Schloeder, talking to PTI after launching the Mini Clubman, the fourth model from the German luxury carmaker's British subsidiary, declined to give a break-up of diesel and petrol model sales or elaborate more on the petrol plan except saying they will have to have a second assembly line with this plan. BMW is sourcing engines from Force Motors now.

He ruled out local assembly of the Mini, saying the pie is so small that it can't be commercially viable. The company assembles eight models at its Chennai plant.

Luxury carmakers like the market leader Merc, Audi, BMW and JLR were badly hit after the Supreme Court in December last year banned all above 2-litre diesel models in Delhi/NCR. The ban was lifted only in August after the manufacturers agreed to pay 1 % green cess in a special account.

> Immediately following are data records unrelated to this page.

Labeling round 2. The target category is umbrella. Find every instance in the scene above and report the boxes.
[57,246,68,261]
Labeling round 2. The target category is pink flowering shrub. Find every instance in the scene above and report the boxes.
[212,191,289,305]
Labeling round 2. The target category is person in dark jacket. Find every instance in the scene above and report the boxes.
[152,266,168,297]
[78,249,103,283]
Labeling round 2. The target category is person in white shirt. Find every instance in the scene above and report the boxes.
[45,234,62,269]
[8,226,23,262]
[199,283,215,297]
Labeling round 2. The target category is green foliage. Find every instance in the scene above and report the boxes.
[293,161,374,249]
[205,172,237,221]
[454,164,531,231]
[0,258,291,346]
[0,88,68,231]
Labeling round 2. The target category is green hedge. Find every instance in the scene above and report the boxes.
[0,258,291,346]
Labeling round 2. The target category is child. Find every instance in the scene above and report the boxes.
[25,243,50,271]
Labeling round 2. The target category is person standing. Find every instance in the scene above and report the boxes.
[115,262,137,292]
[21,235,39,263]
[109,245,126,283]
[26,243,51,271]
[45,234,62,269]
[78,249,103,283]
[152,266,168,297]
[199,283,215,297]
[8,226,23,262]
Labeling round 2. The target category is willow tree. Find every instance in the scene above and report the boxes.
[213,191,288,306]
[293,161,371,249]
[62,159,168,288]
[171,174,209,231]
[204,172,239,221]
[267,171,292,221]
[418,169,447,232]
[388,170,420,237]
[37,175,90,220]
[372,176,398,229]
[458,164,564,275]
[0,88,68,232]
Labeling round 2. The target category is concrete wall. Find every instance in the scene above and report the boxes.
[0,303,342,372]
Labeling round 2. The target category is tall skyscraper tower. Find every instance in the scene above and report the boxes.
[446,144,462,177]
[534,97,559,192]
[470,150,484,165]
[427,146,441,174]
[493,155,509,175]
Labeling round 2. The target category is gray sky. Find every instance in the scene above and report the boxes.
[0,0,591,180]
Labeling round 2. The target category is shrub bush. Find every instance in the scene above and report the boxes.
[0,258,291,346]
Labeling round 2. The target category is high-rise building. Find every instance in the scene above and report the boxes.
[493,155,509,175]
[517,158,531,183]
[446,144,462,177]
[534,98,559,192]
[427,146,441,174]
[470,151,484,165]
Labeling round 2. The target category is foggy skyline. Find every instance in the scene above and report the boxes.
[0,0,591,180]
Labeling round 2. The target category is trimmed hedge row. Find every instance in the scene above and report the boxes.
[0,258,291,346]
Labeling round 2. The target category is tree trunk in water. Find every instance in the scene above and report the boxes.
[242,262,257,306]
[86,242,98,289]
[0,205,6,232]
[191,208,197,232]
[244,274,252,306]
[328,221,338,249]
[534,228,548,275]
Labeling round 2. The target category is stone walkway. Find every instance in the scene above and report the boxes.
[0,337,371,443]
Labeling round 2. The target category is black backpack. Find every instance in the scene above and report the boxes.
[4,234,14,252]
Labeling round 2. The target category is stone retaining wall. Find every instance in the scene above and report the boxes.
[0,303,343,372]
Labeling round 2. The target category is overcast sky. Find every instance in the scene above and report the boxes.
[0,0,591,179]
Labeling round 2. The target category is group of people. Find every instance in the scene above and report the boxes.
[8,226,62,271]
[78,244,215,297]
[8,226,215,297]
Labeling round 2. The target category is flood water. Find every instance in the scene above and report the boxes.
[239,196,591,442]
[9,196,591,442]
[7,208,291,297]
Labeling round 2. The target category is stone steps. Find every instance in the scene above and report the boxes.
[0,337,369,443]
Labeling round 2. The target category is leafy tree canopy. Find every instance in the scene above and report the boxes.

While the worst hit was the Merc, Audi and JLR (as mode of their models fall into the banned category) BMW was comparatively better off as most of its models come with under 2-litre engines, though powered by diesel powertrains.

Accordingly, the 35,000-units luxe car market is set for a decline this year, while Schloeder said his sales have been clocking over 20 % till November as the note ban has hit its sales.

But again, Schloeder declined to quantify the fall in sales, but when pointed out that his rival brands have been complaining of over 50 % dip in footfalls at the dealerships, he just said, "We don't have so much decline and can't quantify how much."

Terming demonetisation as a good move in the long-run, Schloeder said he hopes sales will come back to normalcy over the next two months.

He said the forthcoming GST roll-out, despite the proposed sin tax on luxury goods and tobacco, would over the years help the luxury carmakers.

"I don't understand why taxation should be used as a punishment. I hope after the initial years, when the economy gets used to GST and the government;s tax revenue increases, luxury goods like ours will also be taxed reasonably."

The country's largest luxury carmaker till 2012, BMW has been pushed to a distant No 3 and has not been reporting sales numbers since then. Last year, industry sources said, it sold under 7,000 units as against over 13,500 by Merc.